1. Diferentes fontes de iluminação
A fonte de iluminação utilizada no microscópio é o fluxo de elétrons emitido pelo canhão de elétrons, e a fonte de iluminação do microscópio óptico é a luz visível (luz do sol ou luz). Como o comprimento de onda do subfluxo é muito menor que o comprimento de onda da onda de luz, a ampliação e a resolução do microscópio eletrônico são significativamente maiores do que as do espelho de luz. .
2. Lentes diferentes
A lente objetiva que amplia no microscópio eletrônico é uma lente eletromagnética (uma bobina eletromagnética em forma de anel que pode gerar um campo magnético no centro), e a lente objetiva de um microscópio óptico é uma lente óptica feita de vidro. Existem três grupos de lentes eletromagnéticas em microscópios eletrônicos, que são equivalentes às funções de objetiva condensadora e ocular em microscópios ópticos.

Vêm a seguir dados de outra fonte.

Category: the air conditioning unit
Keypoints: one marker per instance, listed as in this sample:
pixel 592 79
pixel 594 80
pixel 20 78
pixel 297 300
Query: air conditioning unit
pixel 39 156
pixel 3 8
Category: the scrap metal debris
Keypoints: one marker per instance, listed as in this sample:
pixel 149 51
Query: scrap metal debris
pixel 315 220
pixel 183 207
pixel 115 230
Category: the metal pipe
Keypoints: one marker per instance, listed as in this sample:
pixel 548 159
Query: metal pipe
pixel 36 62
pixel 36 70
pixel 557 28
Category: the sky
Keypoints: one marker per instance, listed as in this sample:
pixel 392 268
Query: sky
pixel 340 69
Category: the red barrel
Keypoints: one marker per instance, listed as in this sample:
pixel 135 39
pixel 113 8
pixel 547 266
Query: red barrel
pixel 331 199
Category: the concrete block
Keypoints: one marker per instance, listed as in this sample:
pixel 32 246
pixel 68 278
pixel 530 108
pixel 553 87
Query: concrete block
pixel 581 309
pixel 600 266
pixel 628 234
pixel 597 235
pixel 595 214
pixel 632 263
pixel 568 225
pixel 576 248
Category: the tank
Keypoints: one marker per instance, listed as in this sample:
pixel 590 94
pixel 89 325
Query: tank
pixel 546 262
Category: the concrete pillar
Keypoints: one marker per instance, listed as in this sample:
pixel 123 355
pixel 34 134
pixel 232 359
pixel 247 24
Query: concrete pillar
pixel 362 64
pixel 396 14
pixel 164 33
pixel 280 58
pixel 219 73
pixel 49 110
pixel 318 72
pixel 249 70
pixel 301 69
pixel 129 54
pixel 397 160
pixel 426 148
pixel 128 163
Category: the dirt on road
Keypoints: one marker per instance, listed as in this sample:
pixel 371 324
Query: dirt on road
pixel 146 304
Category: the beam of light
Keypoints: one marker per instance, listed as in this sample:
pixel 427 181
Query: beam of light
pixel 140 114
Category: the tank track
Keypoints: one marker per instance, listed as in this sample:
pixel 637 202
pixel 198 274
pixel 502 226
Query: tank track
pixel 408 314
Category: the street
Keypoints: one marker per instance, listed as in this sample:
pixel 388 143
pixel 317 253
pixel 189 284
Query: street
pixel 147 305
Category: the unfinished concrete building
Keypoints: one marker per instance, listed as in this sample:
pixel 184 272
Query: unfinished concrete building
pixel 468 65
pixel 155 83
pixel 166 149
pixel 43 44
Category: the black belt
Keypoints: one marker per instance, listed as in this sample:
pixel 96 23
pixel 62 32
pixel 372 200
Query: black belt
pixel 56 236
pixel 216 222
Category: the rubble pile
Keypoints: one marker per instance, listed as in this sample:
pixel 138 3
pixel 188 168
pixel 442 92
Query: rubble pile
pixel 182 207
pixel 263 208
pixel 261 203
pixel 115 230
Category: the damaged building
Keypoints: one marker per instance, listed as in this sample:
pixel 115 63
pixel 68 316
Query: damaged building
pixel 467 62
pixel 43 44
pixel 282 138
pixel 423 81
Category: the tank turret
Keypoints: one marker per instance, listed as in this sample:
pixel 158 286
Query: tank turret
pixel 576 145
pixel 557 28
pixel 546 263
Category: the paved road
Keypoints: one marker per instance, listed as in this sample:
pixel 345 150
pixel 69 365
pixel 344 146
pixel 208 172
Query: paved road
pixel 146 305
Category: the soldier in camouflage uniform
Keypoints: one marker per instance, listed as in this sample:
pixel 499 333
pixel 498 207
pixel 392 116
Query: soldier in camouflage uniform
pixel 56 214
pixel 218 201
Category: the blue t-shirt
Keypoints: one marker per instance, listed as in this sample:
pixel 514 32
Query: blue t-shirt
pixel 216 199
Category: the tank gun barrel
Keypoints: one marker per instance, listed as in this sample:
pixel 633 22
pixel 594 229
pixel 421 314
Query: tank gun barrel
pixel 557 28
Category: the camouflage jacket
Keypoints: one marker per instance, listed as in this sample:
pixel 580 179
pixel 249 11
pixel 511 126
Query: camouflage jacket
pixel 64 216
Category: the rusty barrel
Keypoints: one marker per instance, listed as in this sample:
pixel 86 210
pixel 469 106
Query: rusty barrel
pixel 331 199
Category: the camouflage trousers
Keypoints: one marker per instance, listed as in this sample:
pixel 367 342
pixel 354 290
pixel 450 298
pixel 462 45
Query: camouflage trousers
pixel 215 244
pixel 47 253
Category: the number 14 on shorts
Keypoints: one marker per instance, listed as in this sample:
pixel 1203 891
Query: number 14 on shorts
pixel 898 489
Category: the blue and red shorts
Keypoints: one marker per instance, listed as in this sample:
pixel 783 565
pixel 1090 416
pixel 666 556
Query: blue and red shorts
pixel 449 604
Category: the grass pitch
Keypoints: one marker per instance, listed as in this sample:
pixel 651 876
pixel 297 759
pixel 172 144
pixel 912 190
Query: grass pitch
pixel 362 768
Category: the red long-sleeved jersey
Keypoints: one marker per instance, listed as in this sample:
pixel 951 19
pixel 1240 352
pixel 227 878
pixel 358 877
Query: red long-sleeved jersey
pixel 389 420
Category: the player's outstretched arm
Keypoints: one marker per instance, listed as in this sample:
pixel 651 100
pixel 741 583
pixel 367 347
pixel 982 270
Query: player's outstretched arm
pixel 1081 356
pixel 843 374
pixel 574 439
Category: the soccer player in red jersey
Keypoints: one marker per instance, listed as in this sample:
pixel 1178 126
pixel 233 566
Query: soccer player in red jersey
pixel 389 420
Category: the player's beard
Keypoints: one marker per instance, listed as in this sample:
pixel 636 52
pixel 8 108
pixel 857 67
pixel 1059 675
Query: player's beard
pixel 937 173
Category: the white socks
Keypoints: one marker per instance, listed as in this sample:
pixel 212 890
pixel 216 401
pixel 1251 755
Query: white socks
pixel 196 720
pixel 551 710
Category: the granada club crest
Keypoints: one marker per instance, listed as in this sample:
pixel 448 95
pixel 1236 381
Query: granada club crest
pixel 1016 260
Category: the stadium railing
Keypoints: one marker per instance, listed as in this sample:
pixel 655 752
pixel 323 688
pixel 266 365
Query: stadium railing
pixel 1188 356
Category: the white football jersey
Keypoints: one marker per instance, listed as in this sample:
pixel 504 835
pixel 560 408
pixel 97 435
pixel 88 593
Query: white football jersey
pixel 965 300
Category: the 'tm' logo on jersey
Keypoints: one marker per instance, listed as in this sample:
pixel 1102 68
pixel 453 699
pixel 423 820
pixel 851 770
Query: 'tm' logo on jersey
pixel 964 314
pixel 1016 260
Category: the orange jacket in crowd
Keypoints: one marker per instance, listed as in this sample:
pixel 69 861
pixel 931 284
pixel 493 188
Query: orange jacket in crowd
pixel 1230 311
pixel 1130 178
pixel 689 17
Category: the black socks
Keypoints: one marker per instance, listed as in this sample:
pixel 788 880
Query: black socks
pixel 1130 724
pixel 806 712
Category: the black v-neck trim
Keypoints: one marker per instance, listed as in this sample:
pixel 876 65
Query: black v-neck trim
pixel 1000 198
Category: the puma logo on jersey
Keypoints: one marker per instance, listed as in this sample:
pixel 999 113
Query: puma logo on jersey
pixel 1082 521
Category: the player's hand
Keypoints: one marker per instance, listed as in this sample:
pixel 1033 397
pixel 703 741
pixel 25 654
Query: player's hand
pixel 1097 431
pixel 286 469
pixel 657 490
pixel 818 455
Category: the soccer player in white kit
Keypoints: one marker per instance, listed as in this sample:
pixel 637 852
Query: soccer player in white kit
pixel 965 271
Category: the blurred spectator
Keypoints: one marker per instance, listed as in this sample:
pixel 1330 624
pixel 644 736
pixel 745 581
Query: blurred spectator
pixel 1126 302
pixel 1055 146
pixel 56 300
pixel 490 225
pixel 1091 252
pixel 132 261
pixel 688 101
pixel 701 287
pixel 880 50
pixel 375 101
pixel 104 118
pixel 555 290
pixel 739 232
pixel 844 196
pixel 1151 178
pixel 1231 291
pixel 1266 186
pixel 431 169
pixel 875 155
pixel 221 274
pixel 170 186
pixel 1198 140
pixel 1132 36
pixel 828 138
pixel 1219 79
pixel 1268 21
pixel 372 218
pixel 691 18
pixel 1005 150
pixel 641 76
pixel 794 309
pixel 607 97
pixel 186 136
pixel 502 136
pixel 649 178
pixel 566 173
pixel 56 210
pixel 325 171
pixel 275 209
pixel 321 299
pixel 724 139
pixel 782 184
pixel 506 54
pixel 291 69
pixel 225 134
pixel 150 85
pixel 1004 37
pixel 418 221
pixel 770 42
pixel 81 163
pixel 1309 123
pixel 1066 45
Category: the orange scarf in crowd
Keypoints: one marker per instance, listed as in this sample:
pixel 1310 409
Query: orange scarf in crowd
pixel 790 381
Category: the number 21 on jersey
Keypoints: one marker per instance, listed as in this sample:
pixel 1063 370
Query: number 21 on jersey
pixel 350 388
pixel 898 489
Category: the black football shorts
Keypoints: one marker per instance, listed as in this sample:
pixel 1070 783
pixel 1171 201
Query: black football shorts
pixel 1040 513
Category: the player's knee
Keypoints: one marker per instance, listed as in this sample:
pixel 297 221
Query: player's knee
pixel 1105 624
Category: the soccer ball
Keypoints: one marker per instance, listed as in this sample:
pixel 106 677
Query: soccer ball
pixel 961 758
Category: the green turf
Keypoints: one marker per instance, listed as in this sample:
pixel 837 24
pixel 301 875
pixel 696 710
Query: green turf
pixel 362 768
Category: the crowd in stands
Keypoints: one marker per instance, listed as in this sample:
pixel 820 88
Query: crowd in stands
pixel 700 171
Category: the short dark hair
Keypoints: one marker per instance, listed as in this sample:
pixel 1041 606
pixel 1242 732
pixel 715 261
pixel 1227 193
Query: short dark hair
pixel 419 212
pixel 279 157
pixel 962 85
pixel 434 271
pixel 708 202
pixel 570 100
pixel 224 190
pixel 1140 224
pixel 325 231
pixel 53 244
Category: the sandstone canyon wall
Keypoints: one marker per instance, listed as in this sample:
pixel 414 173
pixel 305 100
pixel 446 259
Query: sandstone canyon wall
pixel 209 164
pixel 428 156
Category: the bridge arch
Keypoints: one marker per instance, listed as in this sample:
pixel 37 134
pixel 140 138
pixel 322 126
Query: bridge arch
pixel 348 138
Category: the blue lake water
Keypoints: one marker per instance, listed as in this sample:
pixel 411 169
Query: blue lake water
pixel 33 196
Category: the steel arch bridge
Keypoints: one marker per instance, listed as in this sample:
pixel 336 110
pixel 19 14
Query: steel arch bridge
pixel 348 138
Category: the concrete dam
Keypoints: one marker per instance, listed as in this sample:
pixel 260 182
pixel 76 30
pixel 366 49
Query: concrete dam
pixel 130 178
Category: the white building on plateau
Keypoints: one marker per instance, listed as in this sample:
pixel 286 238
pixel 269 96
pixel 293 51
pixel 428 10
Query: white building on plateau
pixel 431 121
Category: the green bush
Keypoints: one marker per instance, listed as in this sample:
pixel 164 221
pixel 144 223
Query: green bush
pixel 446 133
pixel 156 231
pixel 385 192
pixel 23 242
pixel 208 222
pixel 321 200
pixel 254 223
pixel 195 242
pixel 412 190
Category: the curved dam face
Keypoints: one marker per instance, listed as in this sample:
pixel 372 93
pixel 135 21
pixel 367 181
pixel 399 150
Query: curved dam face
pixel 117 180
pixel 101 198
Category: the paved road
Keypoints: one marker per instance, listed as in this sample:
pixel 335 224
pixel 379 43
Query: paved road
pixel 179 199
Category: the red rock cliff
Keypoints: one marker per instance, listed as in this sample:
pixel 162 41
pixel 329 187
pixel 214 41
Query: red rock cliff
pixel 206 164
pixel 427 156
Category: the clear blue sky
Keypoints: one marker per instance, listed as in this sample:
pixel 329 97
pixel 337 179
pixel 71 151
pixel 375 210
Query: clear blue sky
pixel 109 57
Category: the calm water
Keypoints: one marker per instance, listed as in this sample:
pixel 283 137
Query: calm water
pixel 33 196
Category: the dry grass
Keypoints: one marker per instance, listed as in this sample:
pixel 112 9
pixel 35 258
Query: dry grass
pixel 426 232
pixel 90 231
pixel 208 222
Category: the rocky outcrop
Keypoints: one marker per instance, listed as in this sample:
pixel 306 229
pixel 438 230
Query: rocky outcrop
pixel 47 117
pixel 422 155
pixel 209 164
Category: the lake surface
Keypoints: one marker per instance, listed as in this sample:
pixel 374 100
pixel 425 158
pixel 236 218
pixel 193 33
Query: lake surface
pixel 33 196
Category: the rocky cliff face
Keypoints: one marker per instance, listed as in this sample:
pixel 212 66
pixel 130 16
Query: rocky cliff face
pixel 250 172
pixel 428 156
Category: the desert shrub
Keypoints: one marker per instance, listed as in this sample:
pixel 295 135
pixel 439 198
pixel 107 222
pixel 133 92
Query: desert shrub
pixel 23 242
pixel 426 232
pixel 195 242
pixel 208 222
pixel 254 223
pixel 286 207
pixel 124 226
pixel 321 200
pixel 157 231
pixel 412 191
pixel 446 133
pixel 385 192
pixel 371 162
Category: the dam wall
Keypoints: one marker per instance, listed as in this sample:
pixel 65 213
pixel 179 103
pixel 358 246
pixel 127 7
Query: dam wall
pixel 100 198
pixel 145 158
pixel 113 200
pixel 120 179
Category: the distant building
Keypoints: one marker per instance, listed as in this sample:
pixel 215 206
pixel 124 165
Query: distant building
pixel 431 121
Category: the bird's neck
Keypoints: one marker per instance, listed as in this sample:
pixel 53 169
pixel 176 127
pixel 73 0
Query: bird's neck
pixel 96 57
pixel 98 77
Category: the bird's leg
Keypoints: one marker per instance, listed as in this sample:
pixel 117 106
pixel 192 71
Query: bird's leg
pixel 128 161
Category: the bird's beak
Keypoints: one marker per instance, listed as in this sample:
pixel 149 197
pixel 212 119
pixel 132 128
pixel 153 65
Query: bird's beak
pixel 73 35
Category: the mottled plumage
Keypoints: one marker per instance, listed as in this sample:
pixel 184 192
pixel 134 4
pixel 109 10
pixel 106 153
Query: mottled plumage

3. Diferentes princípios de imagem
No microscópio eletrônico, o feixe de elétrons que atua na amostra a ser inspecionada é ampliado por uma lente eletromagnética e, em seguida, atinge uma tela fluorescente para geração de imagens ou age sobre um filme fotossensível para geração de imagens. O mecanismo da diferença na densidade de elétrons é que quando o feixe de elétrons atua na amostra a ser testada, os elétrons incidentes colidem com os átomos da substância para gerar espalhamento, e diferentes partes da amostra têm diferentes graus de espalhamento para os elétrons, então a imagem eletrônica da amostra é apresentada em tons. A imagem do objeto da amostra no microscópio óptico é apresentada com uma diferença de brilho, causada pela diferença na quantidade de luz absorvida pelas diferentes estruturas da amostra.
4. Resolução
Por causa da interferência e difração da luz, a resolução dos microscópios ópticos só pode ser limitada a 02-05um. Como os microscópios eletrônicos usam feixes de elétrons como fontes de luz, a taxa de falha pode atingir entre 1 e 3 nm. Portanto, a observação de tecidos de microscópios ópticos pertence à análise em nível de mícron, e a observação de tecidos de microscópios eletrônicos pertence à análise de nível nano.
5. Profundidade de Campo
Geralmente, a profundidade de campo de um microscópio óptico está entre 2-3um, então a lisura da superfície da amostra é extremamente exigente, então o processo de preparação da amostra é relativamente complicado. O espírito do SEM pode chegar a vários metros, portanto, não há necessidade de suavidade da geometria da superfície da amostra, a preparação da amostra é relativamente simples e algumas geometrias da amostra não requerem preparação da amostra. Os microscópios estéreo têm uma profundidade de campo relativamente grande, mas sua resolução é muito baixa.
6. Diferentes métodos de preparação de amostras são usados
O procedimento de preparação de espécimes de tecidos e células utilizados para observação submicroscópica é complexo, com alta dificuldade técnica e custo. São necessários reagentes e operações especiais nas etapas de amostragem, fixação, desidratação e inclusão. Finalmente, os blocos de tecido incorporados precisam ser colocados em um ultramicrótomo para cortar espécimes ultrafinos com uma espessura de 50 ~ 100 nm. Os espécimes observados por microscopia de luz são geralmente colocados em lâminas de vidro, como espécimes de fatias de tecido comuns, espécimes de esfregaço de células, espécimes de tecidos prensados e espécimes de gotas de células.
7. Ampliação
A ampliação efetiva do microscópio óptico é 1000X. A ampliação efetiva de um bom microscópio elétrico pode chegar a 1.000.000X.